労働組合できちんと協議の上、届け出をすれば残業時間の延長ができますよ、というもの。
もちろんそれも無限なわけではなく、きちんと上限があります。簡単にまとめると以下のようなものです。

(上限)
1ヶ月:45時間
3ヶ月:120時間
1年:360時間
※他にも細かい規定あり。

ざっくりとこういったことになっていることを覚えておきましょう。

 

法に則ったルールになっているか

話は戻って、飲食業はかなりイレギュラーな職業。
不規則な勤怠状況になっていると自分が一体どれくらい働いているのかも曖昧にしがちです。だからこそ自分の労働状況がどのようになっているのかを把握しておくことは非常に重要です。そして前述の基本的な労働基準法を順守できているのかを確認しましょう。

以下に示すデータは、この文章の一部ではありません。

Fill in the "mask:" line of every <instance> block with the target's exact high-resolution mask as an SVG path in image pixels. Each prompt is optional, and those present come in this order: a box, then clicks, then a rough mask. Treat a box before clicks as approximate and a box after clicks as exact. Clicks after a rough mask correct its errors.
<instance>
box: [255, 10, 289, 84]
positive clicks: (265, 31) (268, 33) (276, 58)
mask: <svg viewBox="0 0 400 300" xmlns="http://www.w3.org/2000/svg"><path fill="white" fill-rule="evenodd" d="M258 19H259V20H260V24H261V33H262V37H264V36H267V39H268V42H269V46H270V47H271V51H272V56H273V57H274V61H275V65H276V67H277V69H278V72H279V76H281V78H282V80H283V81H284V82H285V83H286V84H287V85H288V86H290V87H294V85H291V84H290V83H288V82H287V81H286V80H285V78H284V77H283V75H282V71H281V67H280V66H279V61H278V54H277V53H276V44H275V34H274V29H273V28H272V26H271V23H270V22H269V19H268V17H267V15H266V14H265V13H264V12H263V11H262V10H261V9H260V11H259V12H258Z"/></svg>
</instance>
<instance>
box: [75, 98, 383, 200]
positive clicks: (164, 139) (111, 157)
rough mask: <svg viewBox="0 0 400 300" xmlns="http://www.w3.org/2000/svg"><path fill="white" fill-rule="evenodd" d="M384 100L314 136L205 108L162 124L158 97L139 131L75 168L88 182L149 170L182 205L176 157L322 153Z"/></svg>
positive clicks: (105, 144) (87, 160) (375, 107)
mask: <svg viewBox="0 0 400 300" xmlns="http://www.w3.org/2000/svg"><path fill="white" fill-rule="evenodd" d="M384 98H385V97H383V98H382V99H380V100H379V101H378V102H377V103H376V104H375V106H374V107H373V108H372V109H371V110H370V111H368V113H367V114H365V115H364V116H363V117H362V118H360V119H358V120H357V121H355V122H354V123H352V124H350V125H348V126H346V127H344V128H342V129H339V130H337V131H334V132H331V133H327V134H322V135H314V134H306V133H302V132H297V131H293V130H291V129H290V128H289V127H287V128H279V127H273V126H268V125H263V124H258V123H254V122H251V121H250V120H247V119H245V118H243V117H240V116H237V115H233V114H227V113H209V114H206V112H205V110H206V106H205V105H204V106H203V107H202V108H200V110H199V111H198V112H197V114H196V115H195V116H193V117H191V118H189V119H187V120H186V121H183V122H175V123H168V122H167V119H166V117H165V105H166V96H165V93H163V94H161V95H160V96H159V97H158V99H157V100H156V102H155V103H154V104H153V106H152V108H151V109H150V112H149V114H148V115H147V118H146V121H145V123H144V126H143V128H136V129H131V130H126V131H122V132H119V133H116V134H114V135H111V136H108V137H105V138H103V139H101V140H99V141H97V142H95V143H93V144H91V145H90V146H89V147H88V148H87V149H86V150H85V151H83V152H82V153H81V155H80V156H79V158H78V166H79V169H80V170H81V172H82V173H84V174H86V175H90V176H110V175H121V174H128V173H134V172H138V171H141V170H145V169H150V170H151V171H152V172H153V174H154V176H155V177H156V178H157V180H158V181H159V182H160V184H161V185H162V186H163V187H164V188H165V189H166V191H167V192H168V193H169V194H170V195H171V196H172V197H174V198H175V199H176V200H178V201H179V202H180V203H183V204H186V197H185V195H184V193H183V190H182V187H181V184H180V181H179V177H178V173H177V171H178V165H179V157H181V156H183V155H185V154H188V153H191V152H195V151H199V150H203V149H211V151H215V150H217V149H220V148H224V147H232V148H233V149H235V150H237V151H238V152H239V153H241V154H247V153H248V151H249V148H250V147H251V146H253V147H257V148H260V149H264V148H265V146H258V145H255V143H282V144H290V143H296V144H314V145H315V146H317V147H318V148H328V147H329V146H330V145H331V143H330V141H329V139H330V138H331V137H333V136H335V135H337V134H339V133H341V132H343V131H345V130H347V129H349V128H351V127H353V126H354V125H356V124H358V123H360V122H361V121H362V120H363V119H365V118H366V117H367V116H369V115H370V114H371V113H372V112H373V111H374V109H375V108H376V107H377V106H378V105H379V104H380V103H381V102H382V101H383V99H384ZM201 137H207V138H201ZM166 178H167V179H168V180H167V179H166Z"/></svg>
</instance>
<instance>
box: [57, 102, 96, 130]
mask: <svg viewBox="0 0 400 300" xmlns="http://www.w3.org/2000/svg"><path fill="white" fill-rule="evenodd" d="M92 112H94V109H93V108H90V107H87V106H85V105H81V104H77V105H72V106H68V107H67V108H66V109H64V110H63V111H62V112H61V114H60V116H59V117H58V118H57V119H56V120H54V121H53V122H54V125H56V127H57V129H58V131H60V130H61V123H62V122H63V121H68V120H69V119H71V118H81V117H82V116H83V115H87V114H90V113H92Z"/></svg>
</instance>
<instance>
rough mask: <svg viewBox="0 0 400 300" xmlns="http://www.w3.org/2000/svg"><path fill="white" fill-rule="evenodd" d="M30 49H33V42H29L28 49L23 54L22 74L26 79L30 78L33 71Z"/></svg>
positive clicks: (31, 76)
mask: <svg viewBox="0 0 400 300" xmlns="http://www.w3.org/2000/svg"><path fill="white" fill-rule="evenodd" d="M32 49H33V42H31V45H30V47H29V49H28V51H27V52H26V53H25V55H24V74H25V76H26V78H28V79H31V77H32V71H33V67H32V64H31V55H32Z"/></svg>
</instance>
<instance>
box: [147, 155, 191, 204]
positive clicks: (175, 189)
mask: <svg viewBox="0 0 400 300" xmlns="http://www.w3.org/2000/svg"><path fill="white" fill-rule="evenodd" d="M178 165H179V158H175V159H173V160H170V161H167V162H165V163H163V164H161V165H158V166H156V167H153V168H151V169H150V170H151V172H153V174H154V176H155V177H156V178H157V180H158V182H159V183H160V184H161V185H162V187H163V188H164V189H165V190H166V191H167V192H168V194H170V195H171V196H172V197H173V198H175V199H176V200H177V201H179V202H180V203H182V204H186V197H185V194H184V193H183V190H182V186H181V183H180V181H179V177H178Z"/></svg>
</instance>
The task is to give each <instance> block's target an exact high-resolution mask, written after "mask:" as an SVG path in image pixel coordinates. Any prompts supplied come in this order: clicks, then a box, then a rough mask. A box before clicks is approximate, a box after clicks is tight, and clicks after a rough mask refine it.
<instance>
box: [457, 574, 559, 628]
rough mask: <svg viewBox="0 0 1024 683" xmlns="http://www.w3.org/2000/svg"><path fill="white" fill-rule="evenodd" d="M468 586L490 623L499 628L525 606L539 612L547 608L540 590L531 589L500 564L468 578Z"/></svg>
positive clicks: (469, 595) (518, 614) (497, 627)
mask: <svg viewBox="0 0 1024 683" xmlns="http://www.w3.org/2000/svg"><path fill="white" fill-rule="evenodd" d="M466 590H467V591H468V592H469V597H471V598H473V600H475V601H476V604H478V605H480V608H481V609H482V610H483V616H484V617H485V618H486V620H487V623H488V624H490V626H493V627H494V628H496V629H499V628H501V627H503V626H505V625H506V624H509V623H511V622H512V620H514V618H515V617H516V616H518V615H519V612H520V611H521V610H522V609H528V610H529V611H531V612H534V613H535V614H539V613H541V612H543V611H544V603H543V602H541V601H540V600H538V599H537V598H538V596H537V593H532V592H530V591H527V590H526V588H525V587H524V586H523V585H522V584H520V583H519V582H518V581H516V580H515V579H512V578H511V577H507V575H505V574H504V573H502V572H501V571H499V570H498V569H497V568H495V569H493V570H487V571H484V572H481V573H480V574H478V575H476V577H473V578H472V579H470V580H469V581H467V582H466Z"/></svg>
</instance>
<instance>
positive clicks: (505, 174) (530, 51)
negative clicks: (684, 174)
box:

こういう話になると「みんなもこの環境でやっているので…」と言う人が出てきます。
ただ法の基準は人がきちんとした健康状態を保てるような仕組みになっているので、そもそもそこを守れていない時点で一般的には身体に悪影響が出ても仕方ないのでは…と感じます。
直近の飲食業のブラックなニュースはこのへんが守られていないということも多く、飲食で働いている人は対岸の火事ではないことを認識しましょう。